In Vancouver I'd point to the homeless issue is the biggest problem. After the
weather ;)

All in all I think Canada strikes a good balance. Possibly one of the best in
the world. If the weather was better we'd be ahead of the US in all parameters
...

------
j9461701
>Canadians tend not to talk about making their country great again. Canada
never was particularly great—at least not in the sense that Trump uses the
word. Unlike Americans, Canadians haven’t been conditioned to see history in
epic, revolutionary terms.

To be fair to Americans... once upon a time, they really were were that far
ahead of everyone else. In 1945, it's estimated they constituted over 50% of
the global GDP. You _are_ the global economy at that point, and that's going
to distort anyone's perception of what constitutes fiscal propriety.
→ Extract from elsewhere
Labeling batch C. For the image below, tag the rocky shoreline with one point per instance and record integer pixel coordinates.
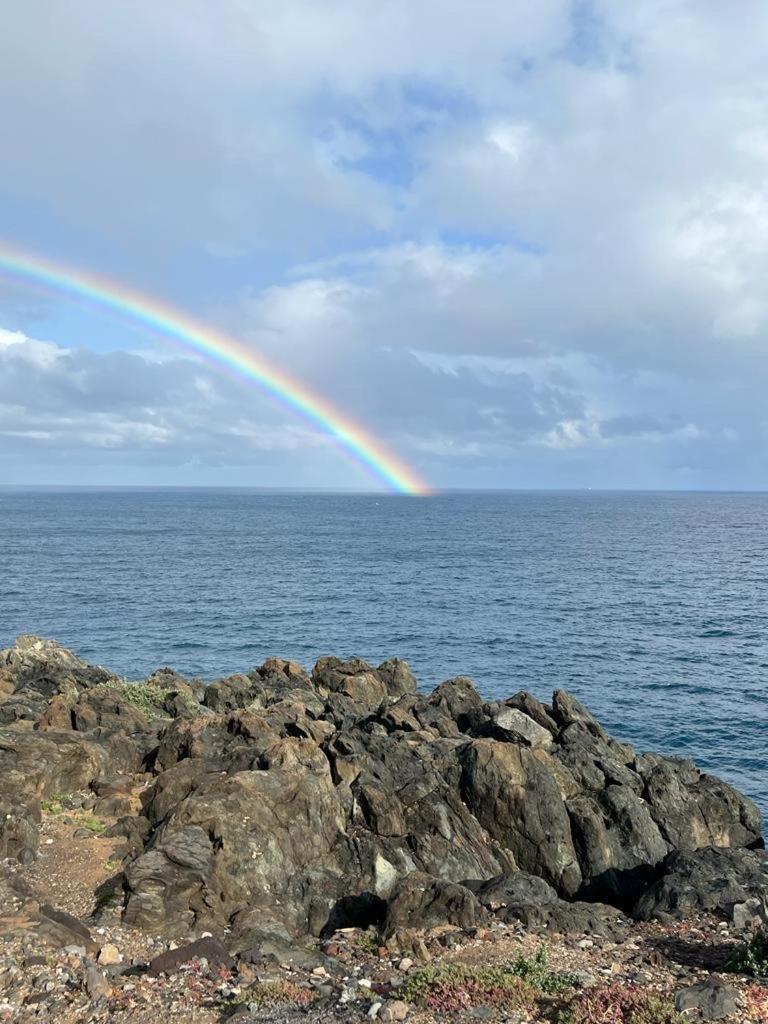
(345, 846)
Most
politicians were born either during this golden age, or a bit after when
things were still very rosy. The US still represented 40% (edit: of gdp) even
when relatively young politicians, like Barack Obama, came into the world.
It's difficult to convince someone he can't just cut taxes to generate more
good will with the electorate when, for most of his professional life, the
economy was so good he could do just that and not seriously hurt anything.

------
bkohlmann
This argument has always interested me:

"Because Canadian entrepreneurs can quit their day jobs without their spouse
losing access to dialysis, or their children losing access to pediatricians,
such a system allows business-builders more professional freedom."

Does the data show that countries with single payer, or even individual-based
(not employer) health care, have greater percentages of entrepreneurs? How
about overall entrepreneurial outcomes?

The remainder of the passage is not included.